Inspiration

Wildfires are growing more destructive every year—the 2023 and 2024 fire seasons broke records across the western US and Canada, and the 2025 Los Angeles fires brought the crisis to one of the most densely populated regions in the country. First responders and evacuation planners often rely on outdated heuristics or coarse models that can't keep pace with rapidly shifting fire behavior. We wanted to build something that could give firefighters and emergency managers a next-day prediction of where a fire will spread, powered by the same satellite and weather data that's already being collected but underutilized.

The Next Day Wildfire Spread dataset from Huot et al. (IEEE TGRS 2022) gave us a strong foundation: 12 channels of real geospatial data covering topography, vegetation, weather, and active fire detections. But the original benchmark models treat prediction as a binary classification problem, outputting a single "will burn / won't burn" label per pixel with no indication of confidence. In high-stakes wildfire scenarios, knowing how certain the model is matters just as much as the prediction itself. That's what led us to evidential deep learning — a framework that learns to estimate its own uncertainty in a single forward pass, without expensive ensemble methods.

Challenges we ran into

Getting evidential deep learning to converge. Standard cross-entropy training is well-understood, but fitting a Dirichlet distribution over class probabilities introduces new hyperparameters (the KL-divergence annealing coefficient \(\lambda\), evidence scaling) that are sensitive to tuning. Early runs either collapsed to uniform uncertainty everywhere or produced overconfident predictions that defeated the purpose. We had to carefully schedule \(\lambda\) over epochs and experiment with loss weighting to get calibrated uncertainty maps.

Severe class imbalance. In any given \(64 \times 64\) patch, the vast majority of pixels are "no fire." Naive training quickly learns to predict "no fire" everywhere and achieves high accuracy while being completely useless. We addressed this with a combination of focal loss weighting, strategic sampling of patches containing fire pixels, and evaluation metrics (precision, recall, \(F_1\)) that don't let the model hide behind accuracy.
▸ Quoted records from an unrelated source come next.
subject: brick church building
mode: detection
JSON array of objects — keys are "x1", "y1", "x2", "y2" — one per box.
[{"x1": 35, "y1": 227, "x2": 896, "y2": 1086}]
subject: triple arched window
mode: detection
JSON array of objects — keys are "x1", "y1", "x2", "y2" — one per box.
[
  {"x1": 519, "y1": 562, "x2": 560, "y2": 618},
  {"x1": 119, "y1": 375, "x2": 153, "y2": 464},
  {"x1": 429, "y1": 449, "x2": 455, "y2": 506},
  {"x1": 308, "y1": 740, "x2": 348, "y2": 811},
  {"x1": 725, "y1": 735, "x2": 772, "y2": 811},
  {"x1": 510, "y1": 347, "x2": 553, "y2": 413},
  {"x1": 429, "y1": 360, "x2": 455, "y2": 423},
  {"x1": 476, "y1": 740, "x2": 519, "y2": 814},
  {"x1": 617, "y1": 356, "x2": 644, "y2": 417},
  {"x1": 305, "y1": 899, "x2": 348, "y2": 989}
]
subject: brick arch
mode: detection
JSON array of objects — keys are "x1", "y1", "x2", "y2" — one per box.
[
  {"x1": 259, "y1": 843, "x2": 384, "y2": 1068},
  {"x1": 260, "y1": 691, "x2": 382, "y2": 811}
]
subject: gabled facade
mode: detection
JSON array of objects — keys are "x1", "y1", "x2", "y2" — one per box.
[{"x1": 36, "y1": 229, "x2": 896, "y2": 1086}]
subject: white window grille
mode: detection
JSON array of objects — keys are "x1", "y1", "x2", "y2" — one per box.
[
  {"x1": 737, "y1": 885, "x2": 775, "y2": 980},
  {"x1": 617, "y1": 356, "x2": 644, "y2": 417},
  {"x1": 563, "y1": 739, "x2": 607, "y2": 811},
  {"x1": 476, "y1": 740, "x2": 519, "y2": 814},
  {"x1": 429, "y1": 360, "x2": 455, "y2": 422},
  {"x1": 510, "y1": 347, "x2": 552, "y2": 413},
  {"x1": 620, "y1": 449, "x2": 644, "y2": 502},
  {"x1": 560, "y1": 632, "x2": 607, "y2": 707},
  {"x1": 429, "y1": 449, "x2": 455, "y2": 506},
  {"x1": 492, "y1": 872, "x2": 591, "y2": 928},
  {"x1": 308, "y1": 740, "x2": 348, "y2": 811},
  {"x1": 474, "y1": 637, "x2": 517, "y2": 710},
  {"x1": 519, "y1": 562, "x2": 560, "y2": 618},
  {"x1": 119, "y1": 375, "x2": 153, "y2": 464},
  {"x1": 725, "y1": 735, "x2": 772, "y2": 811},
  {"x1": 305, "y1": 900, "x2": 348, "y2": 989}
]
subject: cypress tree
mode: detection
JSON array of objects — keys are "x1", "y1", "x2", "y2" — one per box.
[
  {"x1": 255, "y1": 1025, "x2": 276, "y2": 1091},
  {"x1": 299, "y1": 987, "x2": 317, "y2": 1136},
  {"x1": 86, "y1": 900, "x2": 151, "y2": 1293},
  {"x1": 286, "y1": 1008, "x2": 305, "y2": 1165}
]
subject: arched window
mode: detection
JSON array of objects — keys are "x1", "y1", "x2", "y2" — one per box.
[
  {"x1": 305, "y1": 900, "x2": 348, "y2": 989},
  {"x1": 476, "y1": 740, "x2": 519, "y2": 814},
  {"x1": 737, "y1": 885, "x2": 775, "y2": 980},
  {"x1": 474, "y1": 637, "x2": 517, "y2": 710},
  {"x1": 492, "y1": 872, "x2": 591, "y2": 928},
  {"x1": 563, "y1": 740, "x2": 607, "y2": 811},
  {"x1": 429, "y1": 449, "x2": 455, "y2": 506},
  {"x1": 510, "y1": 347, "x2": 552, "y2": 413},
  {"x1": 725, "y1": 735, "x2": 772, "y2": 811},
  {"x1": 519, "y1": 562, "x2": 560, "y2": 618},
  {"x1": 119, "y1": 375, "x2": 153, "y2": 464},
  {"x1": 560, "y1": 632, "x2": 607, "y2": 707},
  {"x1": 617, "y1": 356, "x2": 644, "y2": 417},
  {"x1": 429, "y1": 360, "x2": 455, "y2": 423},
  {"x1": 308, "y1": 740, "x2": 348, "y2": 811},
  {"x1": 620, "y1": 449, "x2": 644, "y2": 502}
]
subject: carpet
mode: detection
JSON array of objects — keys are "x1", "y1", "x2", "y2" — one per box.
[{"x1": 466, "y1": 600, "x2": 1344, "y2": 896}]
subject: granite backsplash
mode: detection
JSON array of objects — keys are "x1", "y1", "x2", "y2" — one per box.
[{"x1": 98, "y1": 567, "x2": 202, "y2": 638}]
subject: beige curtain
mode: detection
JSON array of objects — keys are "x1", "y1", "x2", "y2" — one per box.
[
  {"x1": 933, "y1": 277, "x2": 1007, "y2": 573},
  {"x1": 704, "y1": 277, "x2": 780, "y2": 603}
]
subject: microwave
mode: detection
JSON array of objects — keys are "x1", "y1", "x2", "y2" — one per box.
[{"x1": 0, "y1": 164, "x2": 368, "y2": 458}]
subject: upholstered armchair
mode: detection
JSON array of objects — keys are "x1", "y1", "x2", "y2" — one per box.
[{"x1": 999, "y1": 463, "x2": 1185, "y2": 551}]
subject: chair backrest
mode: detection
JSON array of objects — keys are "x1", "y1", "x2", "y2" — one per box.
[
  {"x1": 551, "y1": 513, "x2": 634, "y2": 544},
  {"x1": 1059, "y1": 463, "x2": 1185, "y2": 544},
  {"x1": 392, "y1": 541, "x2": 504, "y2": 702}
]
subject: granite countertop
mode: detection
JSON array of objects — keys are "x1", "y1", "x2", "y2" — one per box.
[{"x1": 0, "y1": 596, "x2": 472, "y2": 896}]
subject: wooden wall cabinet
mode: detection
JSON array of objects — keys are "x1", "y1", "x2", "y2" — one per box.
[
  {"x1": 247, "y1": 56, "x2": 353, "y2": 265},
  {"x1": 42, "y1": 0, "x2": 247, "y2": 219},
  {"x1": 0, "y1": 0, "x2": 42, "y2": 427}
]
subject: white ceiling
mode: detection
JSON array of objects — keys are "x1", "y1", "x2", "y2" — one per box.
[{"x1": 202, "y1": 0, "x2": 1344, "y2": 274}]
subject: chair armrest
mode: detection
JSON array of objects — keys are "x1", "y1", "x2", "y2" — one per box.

Bridging the gap from static dataset to live inference. The training data comes from pre-processed TFRecords with neatly aligned channels. In production, we need to fetch live data from Google Earth Engine, NOAA, and VIIRS/MODIS feeds, reproject and resample everything onto matching grids, and tile it into \(64 \times 64\) patches — all without introducing distribution shift. Matching the exact sources, resolutions, and normalization statistics from the training pipeline was a significant engineering challenge.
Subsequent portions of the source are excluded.